La perdita dell’udito è una condizione invalidante per le persone che ne soffrono, con possibili conseguenze anche sulla loro qualità della vita. Le reazioni variano da persona a persona, ma generalmente si hanno effetti sul piano fisico,sociale e psicologico.

Conseguenze fisiche

Un’ipoacusia non trattata sovente determina conseguenze fisiche. Stanchezza, dolori di testa e dolori muscolari, vertigini, stress, ipertensione, disturbi del sonno; tutti sintomi che spesso avverte chi soffre di un calo dell’udito.  Se non si affronta il problema in tempo si può andare incontro a un progressivo peggioramento di alcune funzioni cognitive. È stato infatti dimostrato che la corteccia uditiva, quella parte del cervello che elabora le informazioni sonore che provengono dall’orecchio, è estremamente plastica; perciò chi soffre di ipoacusia, se non cura il deficit uditivo, va incontro quindi a una sorta di “atrofizzazione” della corteccia uditiva, perdendo nel tempo la possibilità di recupero. In questo modo il cervello con tempo “disimpara” ad udire,riducendo le facoltà collegate al processo cognitivo della parola. Alla percezione del suono di una parola non è più corrisposto il corretto significato. Attendere troppo riduce quindi le capacità del cervello di elaborare la parola. Questo fenomeno si aggrava ancora di più con il progredire della perdita uditiva periferica. Si realizza cosi una spirale negativa che, una volta iniziata difficilmente si arresta.

L’incapacità di comprendere, determinata dall’ipoacusia, è la condizione più grave e più sottostimata e, spiegano gli esperti, presenta apparenti disturbi cognitivi quali quello della memoria, dell’attenzione, della comprensione verbale fino ad arrivare a uno stato confusionale apparente. La presbiacusia si associa anche ad un aumentato rischio di caduta a terra. Un apparecchio acustico può compensare la perdita periferica, ma non la minore efficienza della capacità centrale di comprensione. Dunque  più l’isolamento dalla lingua parlata avrà progredito e maggiori saranno le difficoltà di rieducazione uditiva. Si comprende quindi, come sia necessario instaurare una terapia adeguata, che comprenda l’impiego degli apparecchi acustici

Conseguenze  psicologiche

Non poter ascoltare la musica o capire che cosa sta dicendo chi ci parla comporta rilevanti effetti psicologici. Possono insorgere problemi di depressione, che spesso spingono chi soffre di ipoacusia a rifiutare la disabilità, evitando nel modo più assoluto di sottoporsi a una visita audiologica, nonché ad una perdita di autostima fino a sviluppare un disturbo dell’umore di tipo depressivo.

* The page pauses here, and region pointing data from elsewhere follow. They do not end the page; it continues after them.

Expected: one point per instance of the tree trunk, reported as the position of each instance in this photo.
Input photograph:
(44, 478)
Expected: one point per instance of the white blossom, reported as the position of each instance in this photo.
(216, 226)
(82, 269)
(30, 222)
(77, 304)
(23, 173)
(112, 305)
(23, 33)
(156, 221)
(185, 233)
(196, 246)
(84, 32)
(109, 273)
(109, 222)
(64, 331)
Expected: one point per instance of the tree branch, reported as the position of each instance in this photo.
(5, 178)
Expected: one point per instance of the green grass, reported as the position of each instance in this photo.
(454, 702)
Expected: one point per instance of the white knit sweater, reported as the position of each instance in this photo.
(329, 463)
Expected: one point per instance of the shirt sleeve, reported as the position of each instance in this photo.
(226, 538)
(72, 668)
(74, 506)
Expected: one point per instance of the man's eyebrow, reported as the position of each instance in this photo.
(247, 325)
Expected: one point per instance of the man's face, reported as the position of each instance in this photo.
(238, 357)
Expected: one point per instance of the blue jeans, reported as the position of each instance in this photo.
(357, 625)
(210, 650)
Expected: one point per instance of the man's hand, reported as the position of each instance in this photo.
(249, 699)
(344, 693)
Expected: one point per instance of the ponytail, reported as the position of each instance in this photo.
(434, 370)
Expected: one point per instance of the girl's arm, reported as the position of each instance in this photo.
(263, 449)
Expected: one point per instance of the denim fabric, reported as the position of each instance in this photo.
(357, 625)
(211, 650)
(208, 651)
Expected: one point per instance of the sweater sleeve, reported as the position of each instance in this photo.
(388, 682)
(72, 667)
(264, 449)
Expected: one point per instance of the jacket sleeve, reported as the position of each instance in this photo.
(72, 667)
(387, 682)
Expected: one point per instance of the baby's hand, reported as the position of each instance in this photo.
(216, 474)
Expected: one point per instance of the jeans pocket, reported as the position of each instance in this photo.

Il confronto tra la precedente condizione di normoudente e quella attuale di ipoacusico, lede in modo più o meno evidente i suoi sentimenti e interessi già di per se determina nel soggetto sensazioni di tristezza, paura e inquietudine . Una certa uniformità psicologica è riscontrabile nei deboli d’udito, che hanno in comune una costante sensazione di depressione, una tendenza alla rassegnazione, scarsi contatti sociali e sfiducia nel prossimo.

Conseguenze sociali

Le sofferenze di chi soffre di un calo dell’udito spesso sono aggravate dal negativo atteggiamento dei normoudenti.  Di fronte ad un debole d’udito la società spesso reagisce con indifferenza e talvolta scherno:  quante barzellette avete sentito sui sordi?Le relazioni sociali si fanno meno frequenti perché condizionate da insicurezza, sospetto, timore di essere deriso. Con l’andar del tempo, è sempre maggiore il pericolo di vivere una condizione di rassegnazione ed asocialità.

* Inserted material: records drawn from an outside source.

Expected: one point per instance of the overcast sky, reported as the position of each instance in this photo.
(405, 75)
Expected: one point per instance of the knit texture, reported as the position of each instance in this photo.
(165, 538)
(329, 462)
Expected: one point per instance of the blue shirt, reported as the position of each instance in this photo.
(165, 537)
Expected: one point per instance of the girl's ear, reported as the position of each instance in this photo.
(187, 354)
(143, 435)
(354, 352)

C’è molta comprensione per i non vedenti, non per chi soffre di cali uditivi. Un mondo senza suoni inon può essere provato, a differenza della vista. Spesso gli ipoacusici sono vittima di equivoci e malintesi e hanno dei comportamenti ritenuti goffi o anormali. Ciò determina l’errata associazione tra sordità e deficienza, e porta l’ipoacusico a considerare il calo dell’udito come una cosa di cui vergognarsi. La società moderna frenetica e competitiva aggrava questa condizione.